> Philip G. Drazin, math and science contributor for the revision of
> the Oxford English Dictionary, asked whether readers of the math
> words web page I maintain could assist him in finding the earliest
> use in English of the term "continued fraction."
I'm afraid I can add only a little to what David Fowler already posted.
Julian Lowell Coolidge _The Mathematics of Great Amateurs_ (Oxford
University Press 1949, reprinted by Dover in 1963) has a chapter on
Brounker. Coolidge gives the following additional info:
- J. F. Scott _The Mathematical Work of John Wallis_ Oxford, 1936
discusses Wallis's and Brounker's work on continued fractions
- Coolidge references Wallis's _Arithmetica Infinitorum_, for which
the publication date given is 1665. Coolidge refers to "pp. 47-60";
it is not clear whether these are pages in Scott or in _Arithmetica
Infinitorum_
- Coolidge quotes Wallis (Opera volume i page 475) as saying "Esto
igitur fractio eiusmode continue fracta quaelibet sic deignata
a b c d e
------ ------ ------- ------- --------- etc
alpha beta gamma delta epsilon
(I have my computer set to Courier (a monospaced font) for typing the
above, so hopefully the spacing will be correct.)
- Coolidge's bibliographic reference to Schwenter is "Schwenter, Daniel,
1585-1636, Geometriae practicae novae et auctae Tractatus, Nuremberg,
1626, 138."
- Coolidge says that there were two Italian mathematicians, Raffaele
Bombelli and Peitro Cataldi, who worked with continued fractions, and
gives footnotes to Bortolotti, Ettore, 1866- , 'La scoperta della
frazioni continue', Bollettino della Methesis, Anno xi, 1919, 138.
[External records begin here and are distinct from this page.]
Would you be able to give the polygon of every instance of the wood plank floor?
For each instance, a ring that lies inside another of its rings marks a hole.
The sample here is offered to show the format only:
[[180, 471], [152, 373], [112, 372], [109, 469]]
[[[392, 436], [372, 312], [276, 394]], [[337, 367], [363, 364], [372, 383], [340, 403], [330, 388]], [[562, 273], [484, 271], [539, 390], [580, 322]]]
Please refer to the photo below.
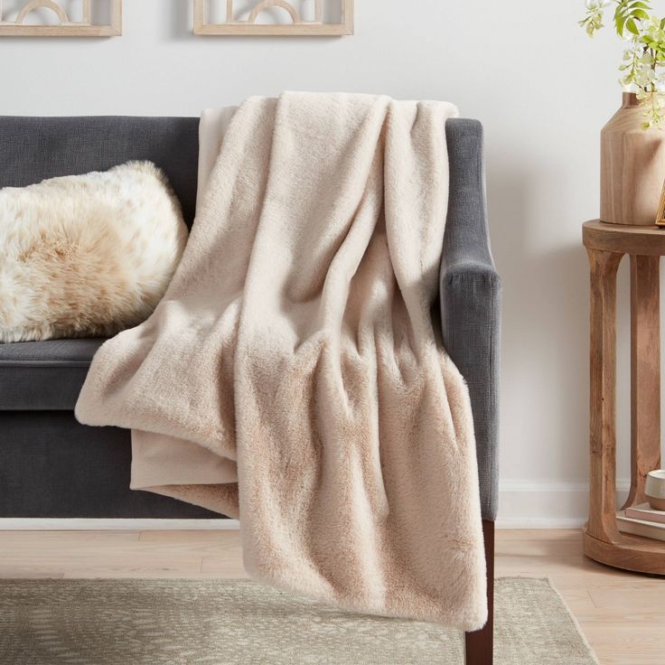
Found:
[[[549, 577], [601, 665], [663, 665], [665, 579], [581, 552], [578, 531], [497, 531], [497, 576]], [[0, 577], [242, 576], [238, 531], [0, 531]]]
and to Tropfke, Johannes, 1866-1939, Geschichte der Elementarmathematik,
2nd ed., Berlin, 1921, vol vi, pp. 75ff.
If the hypochondriac office photocopier hasn't thought of something
new, a copy of Coolidge will be in the mail to you shortly. I will also
check Struik pp. 244-251 (apparently David Fowler does not have access
to a copy) and see if it contains anything interesting.